There are many who can return seamlessly to Ireland because their companies facilitate their return with bonuses and incentives, but for many others, returning home can be loaded with very difficult and unforeseen challenges. Strangely enough, many returnees can feel more estranged from their Irishness and Ireland when they are back here than they ever felt when they lived overseas.
Some trades and associations make it difficult when people return. They have rules and bye-laws that inhibit belonging because people haven’t got particular certificates or minor qualifications, or they lack Irish experience in the sector, which funnily enough goes hand in hand with being away from home.
Some who return with families find it particularly difficult. If you are married to someone you met while living overseas, you have to prove your marriage is genuine, while your husband or wife lives in a dubious vulnerable state until they eventually get citizenship. If you have children, difficulties can arise when they return to college; depending on how long you’ve lived abroad, they could be classified as overseas students, subject to paying full tuition fees which are exorbitant.
Some who return to Ireland continue to work with companies abroad, but once they are outside major cities the broadband signal is nothing short of laughable, inhibiting their ability to function, perform and belong. Many see the broadband issue as evidence of an increasing gap between rural and urban communities, and the subsequent problem of the housing price differential between the city and the country.
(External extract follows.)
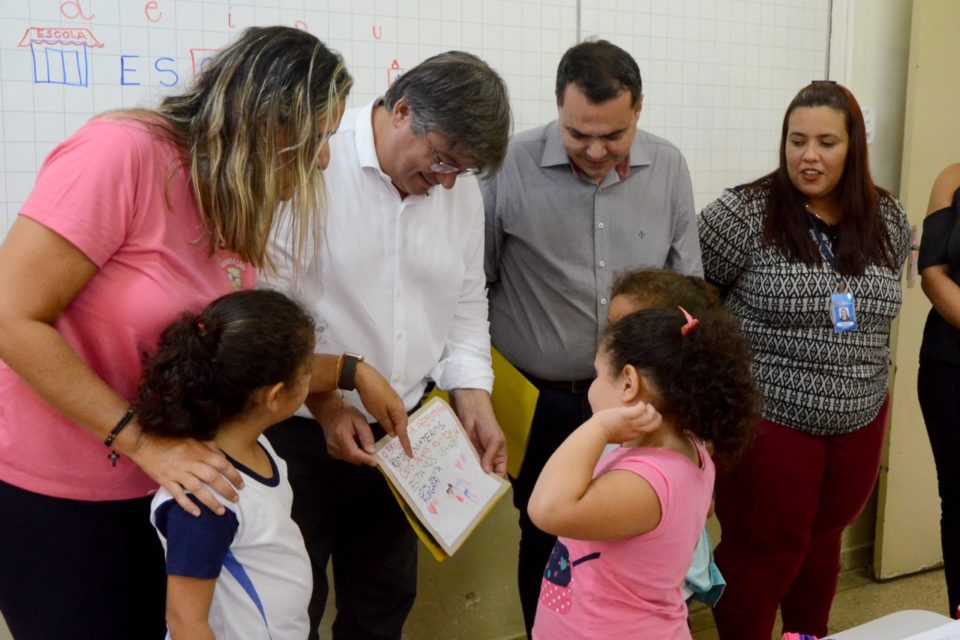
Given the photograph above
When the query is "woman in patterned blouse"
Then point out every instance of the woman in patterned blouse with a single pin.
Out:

Many initiatives to encourage emigrants home are tied up in knots due to the Habitual Residency Scheme, which since 2004 allows the State to decide who has the right to reside here. Emigrants who return home to look after an elderly or sick relative can find this legislation particularly punitive, but this is one group that should have an automatic exemption from its rigid protocols.
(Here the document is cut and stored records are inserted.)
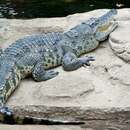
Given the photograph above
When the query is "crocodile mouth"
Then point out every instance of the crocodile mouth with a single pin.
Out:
(105, 28)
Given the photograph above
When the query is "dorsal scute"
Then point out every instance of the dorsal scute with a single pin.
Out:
(32, 43)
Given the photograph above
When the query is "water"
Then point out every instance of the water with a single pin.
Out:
(54, 8)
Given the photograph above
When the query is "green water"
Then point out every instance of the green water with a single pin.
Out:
(53, 8)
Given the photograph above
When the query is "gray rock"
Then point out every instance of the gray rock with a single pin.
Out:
(98, 94)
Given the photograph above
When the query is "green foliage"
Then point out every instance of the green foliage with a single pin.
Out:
(53, 8)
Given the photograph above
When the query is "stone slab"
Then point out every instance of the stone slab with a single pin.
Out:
(92, 93)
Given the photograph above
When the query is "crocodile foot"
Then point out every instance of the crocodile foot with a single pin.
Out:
(6, 111)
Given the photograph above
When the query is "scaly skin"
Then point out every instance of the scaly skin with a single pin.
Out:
(37, 55)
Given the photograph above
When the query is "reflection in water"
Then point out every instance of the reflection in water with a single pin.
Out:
(54, 8)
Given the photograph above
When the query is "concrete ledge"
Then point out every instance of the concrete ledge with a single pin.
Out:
(99, 93)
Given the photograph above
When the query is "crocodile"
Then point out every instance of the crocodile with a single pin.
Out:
(38, 55)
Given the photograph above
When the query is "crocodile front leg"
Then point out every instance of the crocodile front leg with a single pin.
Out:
(40, 74)
(71, 62)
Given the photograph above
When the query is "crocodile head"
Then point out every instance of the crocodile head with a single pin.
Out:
(103, 25)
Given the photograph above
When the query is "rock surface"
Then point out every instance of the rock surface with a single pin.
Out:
(96, 94)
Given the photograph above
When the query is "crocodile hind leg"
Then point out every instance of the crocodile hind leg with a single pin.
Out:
(71, 62)
(40, 74)
(4, 110)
Others find simple things like taxing and insuring a car totally frustrating. It is expensive to insure a car without the benefit of a no-claims bonus, despite having had no accidents while living overseas. Furthermore, most institutions won’t touch you unless you have a home address, utility bills and a bank account, and as the old song goes “you can’t have one without the other!”
It goes without saying that the present difficulties accessing the housing market cannot be ignored; investing hard-earned money in rented accommodation long term is not good for morale. After all, one of the reasons why people travel to work abroad is to help them get a foothold in the housing market. This was particularly true of those who travelled to the UK in the 1950s and 60s. Our banking institutions, and even our Credit Unions, are not as customer-friendly they used to be. Some mention setting up a “one-stop-shop’” for returning emigrants, but this will serve no purpose if it doesn’t actually smooth the path and achieve outcomes for those hoping to return.
All these examples have a subtle message for those who encounter them, and the subtle message is “you do not belong here”. This message runs counter to all the billboard campaigns encouraging Irish people to return home, which cannot be solved by clichés. Those who return for family reasons usually have the persistence to deal with difficulties thrown their way, but those who are single and coming home for a better lifestyle have less patience with obstacles.
If Ireland Inc is serious about bringing people home a lot of gutsy work needs to be done. Present campaigns appear sugar-coated, but may contain bitter contents when you bite into them. Rather than basing incentives on questionable economic indicators, the key to attracting people home is working out how we remove obstacles that inhibit a greater sense of belonging. This rather imaginative but necessary approach would reap untold benefits, both for those who return, and those who are responsible for building the social fabric of our nation.
Fr Alan Hilliard is coordinator of the Chaplaincy Service in Dublin Institute of Technology, and a board member of the Irish Episcopal Council for Emigrants.